The Court dismissed arguments that its ruling would lead to substantial additional cost and delay as unconvincing, and pointed to other kinds of state law claims that reside outside the bankruptcy court’s jurisdiction. It so doing, the majority downplayed the potential effects of its decision stating, “[w]e do not think the removal of counterclaims such as [Smith’s] from core bankruptcy jurisdiction meaningfully changes the division of labor in the current statute; we agree . . . that the question presented here is a ‘narrow’ one.”
The Dissent
In the dissent, Justice Breyer, joined by justices Ginsburg, Sotomayor and Kagan, argued that the Court overstated the importance of Murray’s Lessee and Marathon, and failed to apply more recent precedent under which the Court has laid out factors to consider in determining whether a particular delegation of adjudicatory authority to a non-Article III judge encroaches on the judicial branch. Such factors include the nature of the claim to be adjudicated and of the non-Article III tribunal, the extent of control over the proceeding by Article III courts, whether the parties consent, and the nature and importance of the legislative purpose served by the grant of adjudicatory authority to the non-Article III forum. To the extent that the rights in question are “private rights,” a more “‘searching’ examination of the relevant factors” is required.

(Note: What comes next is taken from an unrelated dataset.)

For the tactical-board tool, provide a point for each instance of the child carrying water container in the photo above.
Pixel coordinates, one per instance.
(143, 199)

In weighing these factors under the Court’s precedent, Justice Breyer concluded that the “magnitude of any intrusion on the Judicial Branch can only be termed de minimis.” (Internal quotations omitted).
Justice Breyer’s dissent also argued against the majority’s assertion that the effect of its decision would be minor, citing the frequency of similar disputes, the “staggering” volume of bankruptcy cases (approximately 1.6 million filings in 2010 compared with approximately 358,000 federal district court cases for the same period) and the fact that compulsory counterclaims are frequently premised on the same factual disputes as the claims asserted against bankruptcy estates that the bankruptcy courts are authorized to adjudicate. He argued that a “constitutionally required game of jurisdictional ping-pong between courts would lead to inefficiency, increased cost, delay, and needless additional suffering among those faced with bankruptcy.”
Effects of the Decision
In addition to the logistical difficulties identified by the dissent, the Stern opinion raises numerous questions about a bankruptcy court’s jurisdiction in general, and how a debtor should assert its counterclaims in particular. Most importantly, although the majority was careful to say that it was ruling on a narrow question, it will have to be seen how litigants and courts apply Stern’s reasoning. In the case of state law counterclaims asserted by a debtor, it is not clear how procedures for referring those matters to the district court will evolve, or how claims presently being litigated will be treated. In addition, the jurisdictional issue will, in some instances, be difficult for the bankruptcy court to determine at the outset of a case, and there may be cases where it becomes apparent that jurisdiction is lacking after substantial investment in the litigation by the parties.
Stern is not the first Supreme Court decision to raise substantial questions about the bankruptcy court’s power, however, and if past controversies are any guide, it will take time to fully understand its significance as the bankruptcy courts (and no doubt, Article III courts) grapple with its application.